Improved health-check ? #1

zbal · 2019-07-02T09:04:25Z

I’d like to extend loopback.status() to include more useful info - any suggestion ?

Effectively - I’d like to include:

the content of env vars (version number + commit hash); those are included at build time for all OMNI components:
https://github.com/Wiredcraft/omni-scrm/blob/master/Dockerfile#L35-L41

Currently we use /health that return the content of app.loopback.status() — if we don’t want to change that, could we get a /status that returns similar info + extended details ? (feels like duplicate though)…

Ultimately - this will allow us to expose via API the status of a backend component - and render it in an Admin/Status page on admin-ui, offering visibility.

/cc @xavierchow - please help evaluate and re-assign to whomever could help.

The text was updated successfully, but these errors were encountered:

zbal · 2019-07-08T02:50:27Z

Following discussion in Slack...

From @ChopperLee2011 :

add version number + commit hash is doable.
/health and /status seems duplicate, we should use one, since we already use /health, so I prefer to add all the info to /health.

From @zbal :

agreed - also food-for-thoughts - what about having an arg like /health?full=true or /health?extended=true so we can support extending the /health response with extra info that we may not want to normally fetch (because of misc reason; e.g. high IO, need to connect to the DB, need to …) /cc @xavierchow @ChopperLee2011
this way we keep /health (default) small, minimal and common across all components

xavierchow · 2019-07-08T15:14:20Z

@woodpig07 pls weigh in.

woodpig07 · 2019-07-09T04:16:39Z

I vote for one single route /health to display all the info.

And if we add more and more stuff to it later on, then we can break them down to sections like

/health to display basic info
/health?stats=true to display basic info and server statistics
/health?config=true to display basic info and service configuration
....

woodpig07 · 2019-08-02T10:06:22Z

I've created PR so that we can configure the env variables we want to see.

// middleware.json
{
  "routes:before": {
    "loopback-healthcheck-middleware": {
      "params": {
        "env": {
          "component": "OMNI_COMPONENT",
          "ver": "OMNI_COMPONENT_VERSION",
          "commit": "OMNI_COMPONENT_COMMIT"
        }
      }
    }
  }
}

GET /health will return as

{
  started: "2019-08-01T16:24:34.013Z",
  uptime: 63430.004,
  version: "0.0.0",
  env: {
     component: "{OMNI_COMPONENT}",
     ver: "{OMNI_COMPONENT_VERSION}",
     commit: "{OMNI_COMPONENT_COMMIT}"
  }
}

@xavierchow @zbal @ChopperLee2011 let me know if it's good to merge for release

xavierchow · 2019-08-05T06:13:58Z

I'm confused, the DevOps is expecting an API to get the info about a service but the API is relying on the env var set by DevOps when deploying?

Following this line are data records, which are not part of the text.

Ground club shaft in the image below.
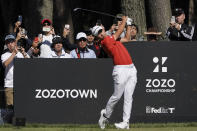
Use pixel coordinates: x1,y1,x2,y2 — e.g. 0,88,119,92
75,8,121,19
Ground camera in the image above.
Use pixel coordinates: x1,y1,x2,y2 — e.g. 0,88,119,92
21,28,27,36
36,42,42,49
17,38,27,51
52,36,62,44
17,47,23,52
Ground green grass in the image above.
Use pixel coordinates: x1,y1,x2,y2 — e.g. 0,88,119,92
0,122,197,131
0,127,197,131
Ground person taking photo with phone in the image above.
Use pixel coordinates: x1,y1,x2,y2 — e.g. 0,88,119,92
39,19,55,58
167,8,194,41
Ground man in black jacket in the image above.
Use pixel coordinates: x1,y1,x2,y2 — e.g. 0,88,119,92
166,8,194,41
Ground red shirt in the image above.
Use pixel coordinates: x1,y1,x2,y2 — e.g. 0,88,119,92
101,36,133,65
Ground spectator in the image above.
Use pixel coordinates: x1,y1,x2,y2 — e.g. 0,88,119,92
11,16,32,52
145,27,162,41
85,30,108,58
86,30,95,46
13,15,24,35
27,37,41,58
70,32,96,58
115,14,126,39
129,24,139,41
86,30,97,54
1,34,29,109
106,16,126,39
40,19,55,58
13,18,22,34
15,27,32,52
105,14,133,43
106,19,116,36
50,36,71,58
166,8,194,41
62,24,77,52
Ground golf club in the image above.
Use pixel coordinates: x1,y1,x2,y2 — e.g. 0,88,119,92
73,8,122,19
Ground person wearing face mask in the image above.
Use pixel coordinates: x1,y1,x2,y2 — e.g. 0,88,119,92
39,19,55,58
70,32,96,58
166,8,194,41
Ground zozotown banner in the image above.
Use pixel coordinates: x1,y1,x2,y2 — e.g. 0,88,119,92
14,42,197,124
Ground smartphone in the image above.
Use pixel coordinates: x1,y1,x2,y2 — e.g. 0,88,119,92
38,34,43,39
171,16,176,23
127,18,133,26
18,15,23,23
65,24,70,30
21,28,27,35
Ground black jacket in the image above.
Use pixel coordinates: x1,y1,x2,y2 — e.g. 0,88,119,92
62,37,77,51
166,24,194,41
192,24,197,41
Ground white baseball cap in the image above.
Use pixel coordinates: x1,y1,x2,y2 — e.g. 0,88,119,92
92,26,103,36
76,32,87,40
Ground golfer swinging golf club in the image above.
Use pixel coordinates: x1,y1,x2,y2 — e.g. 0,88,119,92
92,16,137,129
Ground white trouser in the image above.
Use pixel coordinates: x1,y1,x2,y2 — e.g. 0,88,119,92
105,64,137,123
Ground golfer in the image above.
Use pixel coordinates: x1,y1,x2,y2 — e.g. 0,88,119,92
92,16,137,129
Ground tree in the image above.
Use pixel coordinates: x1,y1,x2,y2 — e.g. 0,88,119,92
146,0,172,37
121,0,147,37
53,0,74,43
39,0,53,21
189,0,197,25
19,0,42,38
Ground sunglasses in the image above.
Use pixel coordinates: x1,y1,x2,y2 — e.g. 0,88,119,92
78,38,87,42
43,23,51,26
175,8,182,12
6,39,16,44
33,47,39,50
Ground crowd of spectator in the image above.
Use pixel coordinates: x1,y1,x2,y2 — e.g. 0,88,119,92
0,8,196,124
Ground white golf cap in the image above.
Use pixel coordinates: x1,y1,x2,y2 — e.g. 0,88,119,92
76,32,87,40
92,25,103,36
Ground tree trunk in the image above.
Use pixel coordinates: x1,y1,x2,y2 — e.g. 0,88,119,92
189,0,194,25
121,0,147,37
53,0,74,43
189,0,197,25
66,8,74,44
146,0,172,36
39,0,53,21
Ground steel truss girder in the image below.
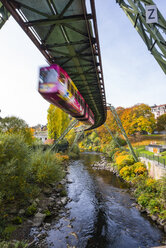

If so why don't check the ansible script directly?

zbal · 2020-09-23T08:02:24Z

@xavierchow - the reason is simply so we can expose those variables for misc status pages - those status pages are loading the data from the /health check

e.g.

MiffyLiye · 2020-09-23T10:13:39Z

we have another design of system status page, do we need to combine the designs?

A public system status page about important SLI/SLO
Enhanced health check check for OMNI microservices

System Status Page
Health Check Extension

cc @ilyamochalov @xuqingfeng

zbal · 2020-09-25T01:26:56Z

@MiffyLiye @xavierchow - I understand there are other projects planning for status page - what are the ETA for those. This PR and the #2 have been opened for more than a year with no progress. I'm not so keen on having yet another year of discussion - weeks and months are also not "acceptable".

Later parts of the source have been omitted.